Ignore my ex post facto question. I see it was addressed in post 100.
Why accept a concession from the prosecution, when the law as currently written prevents a prosecution at all (at least one where a conviction will be upheld on appeal)? As a defendant, it makes much more sense to insist on proper venue and a proper jury pool.
Remember, the government writes the law. It has exclusive authority to change it. If the law impedes a prosecution, Congress should have written it better.
How long would somebody have to live there to be eligible to serve on a jury? Could somebody set up something like a Burning Man-type festival and select jurors from the residents that are living there for the duration?
Federal jurors must have resided for one year in the district. They don’t necessarily have to live there full time but they have to establish a domicile there, which you can’t do in a national park.
Cuyahoga Valley in Ohio was only made a National Park in the past decade or two, though it was already federal land before that (it used to be a National Recreation Area). I’m not sure what its jurisdictional status is, though. There are a few other National Parks east of the Mississippi that probably also postdate statehood.
EDIT: Ooh, another idea for a retroactive solution: I think we’ve already established that trimming down the Wyoming District to just the state wouldn’t work, because it was still the district the crime took place in. But suppose that Congress instead expanded the Wyoming District after a crime? Make it big enough to encompass some suitable already-populated town in Idaho. Then, it’s still the district of Wyoming and the state of Idaho, and there are valid jurors living in that district-state combination.

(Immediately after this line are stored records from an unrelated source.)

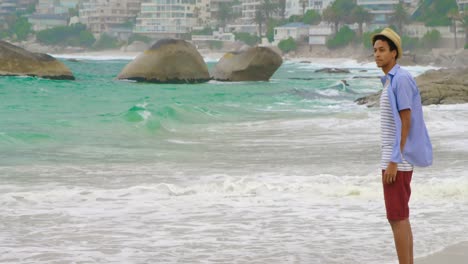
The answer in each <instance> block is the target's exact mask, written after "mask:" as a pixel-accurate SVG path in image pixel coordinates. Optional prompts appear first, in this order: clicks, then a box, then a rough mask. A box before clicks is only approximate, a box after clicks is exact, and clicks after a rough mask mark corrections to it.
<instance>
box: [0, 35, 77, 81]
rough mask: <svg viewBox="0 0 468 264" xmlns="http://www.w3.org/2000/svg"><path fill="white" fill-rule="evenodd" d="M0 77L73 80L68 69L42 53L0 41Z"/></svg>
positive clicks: (58, 79)
mask: <svg viewBox="0 0 468 264" xmlns="http://www.w3.org/2000/svg"><path fill="white" fill-rule="evenodd" d="M0 75H6V76H11V75H13V76H16V75H18V76H37V77H42V78H48V79H57V80H74V79H75V77H74V76H73V74H72V72H71V71H70V69H69V68H68V67H67V66H65V64H63V63H62V62H61V61H58V60H56V59H55V58H54V57H52V56H49V55H47V54H44V53H33V52H29V51H27V50H25V49H23V48H20V47H17V46H15V45H12V44H10V43H8V42H5V41H0Z"/></svg>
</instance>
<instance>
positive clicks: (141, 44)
mask: <svg viewBox="0 0 468 264" xmlns="http://www.w3.org/2000/svg"><path fill="white" fill-rule="evenodd" d="M148 48H149V45H148V44H146V43H145V42H143V41H133V42H132V43H131V44H130V45H128V46H124V47H122V49H121V50H122V51H124V52H143V51H145V50H147V49H148Z"/></svg>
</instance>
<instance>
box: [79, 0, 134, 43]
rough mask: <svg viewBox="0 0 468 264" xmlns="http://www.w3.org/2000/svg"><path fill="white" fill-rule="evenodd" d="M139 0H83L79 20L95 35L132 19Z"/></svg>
mask: <svg viewBox="0 0 468 264" xmlns="http://www.w3.org/2000/svg"><path fill="white" fill-rule="evenodd" d="M140 2H141V0H83V2H82V3H81V5H80V10H79V14H80V21H81V23H83V24H86V25H87V27H88V29H90V30H91V32H93V33H94V34H96V35H99V34H101V33H103V32H107V31H109V30H110V28H111V27H115V26H117V25H121V24H124V23H127V22H129V21H131V20H133V19H134V18H135V17H136V13H137V12H138V11H139V9H137V8H138V6H139V3H140Z"/></svg>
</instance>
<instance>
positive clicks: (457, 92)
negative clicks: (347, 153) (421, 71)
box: [416, 68, 468, 105]
mask: <svg viewBox="0 0 468 264" xmlns="http://www.w3.org/2000/svg"><path fill="white" fill-rule="evenodd" d="M416 82H417V83H418V86H419V89H420V91H421V99H422V103H423V104H424V105H429V104H459V103H468V68H459V69H444V70H437V71H436V70H432V71H428V72H426V73H424V74H422V75H420V76H418V77H417V78H416Z"/></svg>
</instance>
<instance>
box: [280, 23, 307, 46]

The one-year requirement is a matter of statute, though, so theoretically it could be changed. And you can live in a national park–people live in the Montana portion–but it’s typically park employees, and that could complicate their impartiality.
The Sixth Amendment says “an impartial jury of the State and district wherein the crime shall have been committed, which district shall have been previously ascertained by law.” In other words, you can’t play around with the district lines retroactively in an attempt to “get” a particular defendant.
More to the point, though, why not just fix the district lines before a crime instead of waiting until after one?
Game theory. There’s a good chance that despite the way that Article reads, a Federal appeals court will find some way to nail you. Even if it’s just by giving you the maximum sentence for crimes related to the murder done outside that zone.
So if the prosecution offers, say, 5 years at minimum security for the crime first degree murder, and maybe drops the actual charge to manslaughter or something, you’d be a fool not to take it. I assume that’s what happened in this poaching case - the deal must have been pretty good.
Even if you’re innocent, it’s still a sweet deal. Even if innocent, if they do find a way to charge you and empanel a jury, you’re facing life in prison (in maximum security). So it’s a guaranteed sentence of 5 years in a place that has daily bed checks, no fence, and athletic fields, versus your whole life gone if a jury decides to believe whatever story the Federal prosecutors paint and gives you the outcome that 96% of people in your situation get.
BrianKalt, is the actual facility (or security level for) you’re sentenced to part of the Federal plea bargain process? There was a case recently where the judge gave more than the max agreed to in the bargain.
Because legislators are lazy procrastinators and won’t make any effort to fix a problem until it’s staring them right in the face, of course. I mean, yeah, they should fix it now, but it’s pretty well established that they probably won’t.